We continue our discussion with Palm Beach County Sheriff Ric Bradshaw, who, if re-elected in 2020 to another term, is likely to become the county’s longest-serving sheriff of all-time. For the rest of our conversation, pick up the January issue of Boca!
Tell us about the role a county sheriff, and why it’s important for this position to exist.
Just about every state has sheriffs. They’re all elected, and they’re all countywide sheriffs. It’s pretty much across the United States. It’s the oldest form of law enforcement in existence—it really hasn’t changed since the Sheriff of Nottingham.
It’s not that it’s more important than cities—it just has different roles. I was a police chief before I was a sheriff, and the only difference is, sheriffs, in most cases, run the jails. They provide security for the airports, the seaports, and have a larger, expanded role and, more times than not, more resources than cities. But you’re the chief law enforcement officer for the entire county.
We’re back in season again; President Trump may make many visits to Mar-a-Lago.

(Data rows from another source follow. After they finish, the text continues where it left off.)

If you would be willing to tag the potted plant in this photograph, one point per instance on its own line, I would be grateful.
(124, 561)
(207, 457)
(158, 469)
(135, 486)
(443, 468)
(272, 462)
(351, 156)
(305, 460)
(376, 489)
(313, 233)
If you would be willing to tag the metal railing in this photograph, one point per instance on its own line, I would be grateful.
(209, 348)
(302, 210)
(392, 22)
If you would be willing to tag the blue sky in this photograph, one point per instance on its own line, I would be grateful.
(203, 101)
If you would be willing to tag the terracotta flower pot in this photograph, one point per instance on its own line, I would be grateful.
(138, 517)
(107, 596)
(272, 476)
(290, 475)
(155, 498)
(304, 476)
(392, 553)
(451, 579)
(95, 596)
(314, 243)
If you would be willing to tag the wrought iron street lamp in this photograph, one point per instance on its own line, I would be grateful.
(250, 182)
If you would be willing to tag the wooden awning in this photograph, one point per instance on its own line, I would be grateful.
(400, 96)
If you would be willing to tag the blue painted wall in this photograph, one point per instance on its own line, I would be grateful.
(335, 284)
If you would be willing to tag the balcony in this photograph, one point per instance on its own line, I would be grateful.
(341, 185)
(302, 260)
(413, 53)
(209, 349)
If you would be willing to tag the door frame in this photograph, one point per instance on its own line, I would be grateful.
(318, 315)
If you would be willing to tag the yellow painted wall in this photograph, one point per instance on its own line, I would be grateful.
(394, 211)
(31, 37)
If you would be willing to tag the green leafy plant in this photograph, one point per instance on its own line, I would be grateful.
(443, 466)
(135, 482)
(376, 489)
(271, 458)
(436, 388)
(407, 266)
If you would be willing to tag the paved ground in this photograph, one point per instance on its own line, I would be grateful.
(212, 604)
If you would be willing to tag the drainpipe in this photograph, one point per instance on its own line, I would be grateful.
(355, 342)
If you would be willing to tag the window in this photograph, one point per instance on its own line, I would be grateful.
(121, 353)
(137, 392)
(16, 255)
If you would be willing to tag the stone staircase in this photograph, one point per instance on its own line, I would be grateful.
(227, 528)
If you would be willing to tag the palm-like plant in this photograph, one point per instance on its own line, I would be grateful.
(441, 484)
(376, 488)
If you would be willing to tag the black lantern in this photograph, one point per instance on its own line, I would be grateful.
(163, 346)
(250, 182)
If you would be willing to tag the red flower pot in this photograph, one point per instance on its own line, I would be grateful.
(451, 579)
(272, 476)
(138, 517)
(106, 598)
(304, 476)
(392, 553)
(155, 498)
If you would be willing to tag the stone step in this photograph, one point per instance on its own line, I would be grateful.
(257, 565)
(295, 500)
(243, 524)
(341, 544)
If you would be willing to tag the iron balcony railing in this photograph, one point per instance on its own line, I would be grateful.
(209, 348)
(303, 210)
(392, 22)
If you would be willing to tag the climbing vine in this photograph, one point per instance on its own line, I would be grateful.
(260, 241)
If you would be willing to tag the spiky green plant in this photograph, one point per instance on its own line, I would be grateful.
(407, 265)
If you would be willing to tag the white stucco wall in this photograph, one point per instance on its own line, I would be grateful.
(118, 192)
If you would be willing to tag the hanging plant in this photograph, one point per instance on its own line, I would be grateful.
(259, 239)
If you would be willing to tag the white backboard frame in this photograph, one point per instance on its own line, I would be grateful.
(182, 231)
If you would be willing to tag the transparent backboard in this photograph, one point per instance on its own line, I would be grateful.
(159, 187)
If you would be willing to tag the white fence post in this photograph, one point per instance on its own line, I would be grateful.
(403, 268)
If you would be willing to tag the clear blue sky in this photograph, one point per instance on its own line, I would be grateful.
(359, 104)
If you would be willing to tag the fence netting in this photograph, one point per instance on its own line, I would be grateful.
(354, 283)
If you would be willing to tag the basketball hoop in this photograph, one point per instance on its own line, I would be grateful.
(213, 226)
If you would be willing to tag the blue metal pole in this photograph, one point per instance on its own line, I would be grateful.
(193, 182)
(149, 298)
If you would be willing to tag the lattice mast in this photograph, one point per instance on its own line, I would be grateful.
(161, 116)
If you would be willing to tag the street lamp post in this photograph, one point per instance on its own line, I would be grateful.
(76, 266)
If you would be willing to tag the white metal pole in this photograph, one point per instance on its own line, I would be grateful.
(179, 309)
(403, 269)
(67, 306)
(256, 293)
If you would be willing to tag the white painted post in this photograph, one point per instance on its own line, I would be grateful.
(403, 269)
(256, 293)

Having dealt with presidential visits since 2017, how do they impact the local police force?
They don’t impact it as far as our ability to do it, because we have the necessary manpower and special units to be able to do it. It’s a matter of expending the funds, which is about $85,000 a day while he’s here, and then getting the reimbursement in a timely fashion. It wasn’t very timely to start with. The federal government has tightened up on that, and we’ve developed a process where we get the money back for reimbursement much quicker.
The opioid epidemic seems to have leveled off from where it was a few years ago, when places like Delray were ground zero for it. What has the county done to improve this issue?
We work with the Task Force through the state attorney’s office, not to mention the fact that all the drug prevention programs we try to get into the schools and the boys’ and girls’ clubs, and all the other things we do to try to prevent rather than react. So that has been a tremendous impact. It’s got a long way’s to go, but it’s not the horrible epidemic it was before.
If you had the power to change a law, what would it be?
Probably the one that restricts our access to mental health records. I have my own mental health unit that’s comprised of deputies and mental health professionals. Unfortunately, we’re the largest mental health provider in the county, and it’s at the jail. There’s people in there that probably shouldn’t have been in there. If you go back and look at people that are involved in mass shootings, mental health issues [are prevalent]. That doesn’t mean everybody that’s mentally hill is violent; it just means that those issues were present. So in order to address those things, you need to have access to people that are out here that are mentally unbalanced that we come into contact with.
But because of HIPAA laws, those files can’t be accessed in a timely fashion. You can go through court orders, but sometimes you need to get this information in a timely manner. If you, right now, go to apply to buy a firearm, that information is not a database where you may have been Baker Acted or you may have some severe mental issues that may render you dangerous to yourself or the public. That’s not in the database. You could get a firearm, and have these issues, and not be turned down because it’s not in the database. The information needs to be in some type of database. I’m not saying every issue that’s involved in your medical history—I’m saying if you had a mental health professional that was treating you, and that professional knew that you were a danger to yourself or somebody else, that information should be available to law enforcement.